L’Europe vers une énergie 100% renouvelable
Si le monde veut rester sous 1,5°C de réchauffement par rapport au niveau pré-industriel, tout nouveau projet d’exploration gazière doit être remisé «dès maintenant», a calculé l’AIE. Alors que cette énergie est en plein boom pour la production électrique en Asie, l’Agence appelle à ce qu’elle soit utilisée «plus efficacement», et remplacée dans les pays développés. Des institutions, comme la Banque européenne d’investissement, ne financent plus les projets liés à cette énergie. En Europe, les situations sont «extraordinairement différentes» d’un pays à l’autre, souligne Patrick Criqui, directeur de recherche émérite au CNRS. En Allemagne, «le scénario 100% renouvelables impose une production électrique à base de gaz pendant la transition. S’ils sortent et du nucléaire et du charbon, ils ne pourront y arriver sans gaz», note l’expert énergie.
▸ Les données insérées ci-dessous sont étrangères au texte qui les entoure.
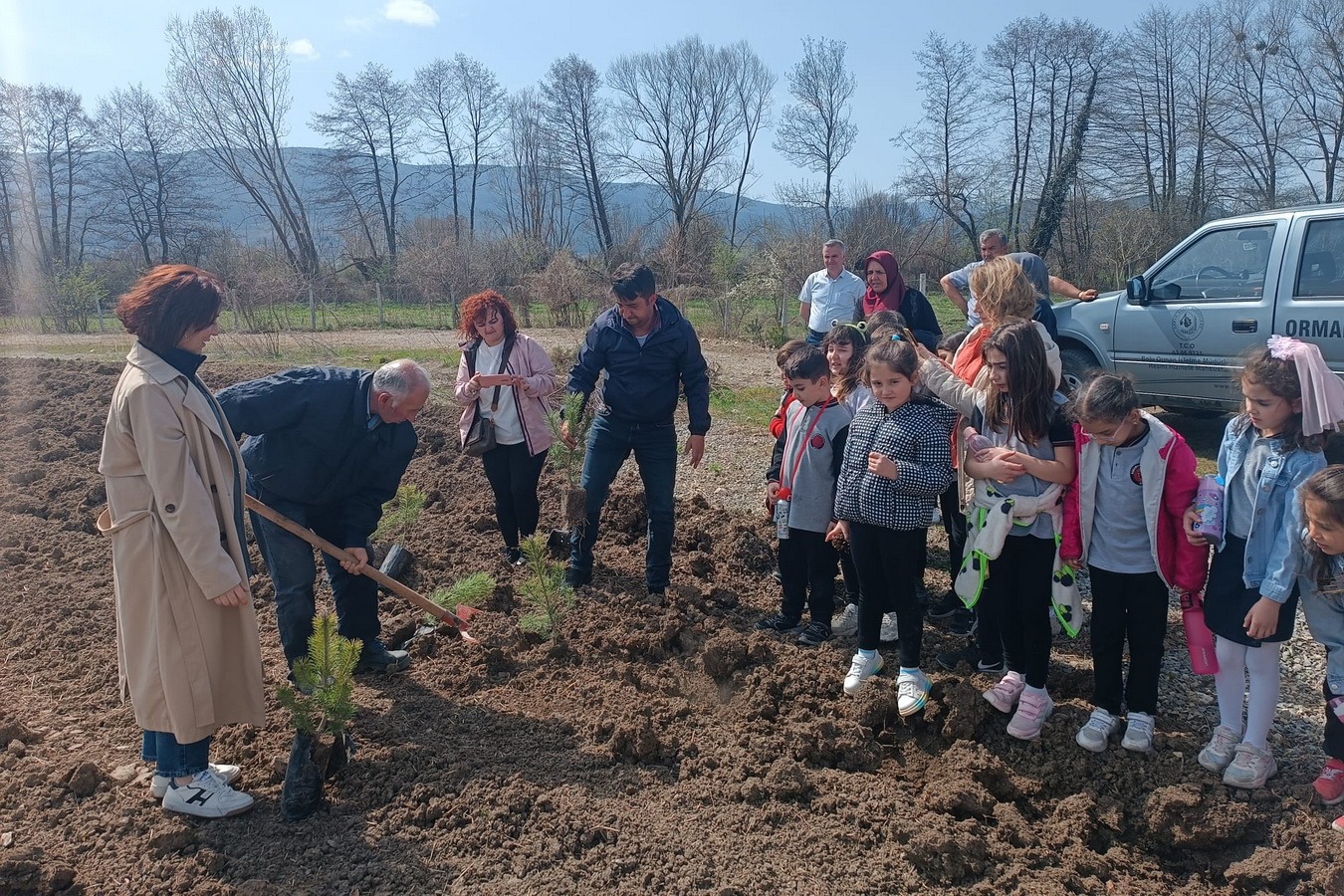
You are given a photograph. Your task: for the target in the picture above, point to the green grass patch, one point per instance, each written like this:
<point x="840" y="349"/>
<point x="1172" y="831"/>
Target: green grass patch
<point x="749" y="406"/>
«Cela ne donne certes pas un très bon signal car on revient à un système basé sur des fossiles. Mais beaucoup d’évolutions sont possibles», dit-il. Une centrale à gaz peut se construire en trois ans, pour «un investissement relativement limité», et à plus long terme, «pourquoi ne pas imaginer leur conversion» à l’hydrogène vert, comme le laisse entrevoir le foisonnement de projets autour de cette solution. Pourra-t-on, en revanche, construire des réacteurs nucléaires assez vite pour le climat ? L’EPR de Flamanville (France), attendu en 2012, est toujours en chantier. La France, qui tire 70% de son courant du nucléaire, table sur des EPR2 en 2035-2037. «On n’a aucune garantie que l’appareil industriel français pourra produire des EPR dans des conditions économiques et de fiabilité satisfaisantes. C’est probable, mais pas garanti», fait remarquer Patrick Criqui, pour qui, cependant, «il faut maintenir l’option nucléaire ouverte», regarder du côté des «petits» réacteurs (SMR) et des start-ups. «On a des preuves grandissantes que 100% d’électricité d’origine renouvelable c’est possible techniquement», affirme Nicolas Berghmans, de l’Institut du développement durable (Iddri). «Mais il y a des conditions – limiter les besoins – et des contraintes d’espace et d’acceptation sociale».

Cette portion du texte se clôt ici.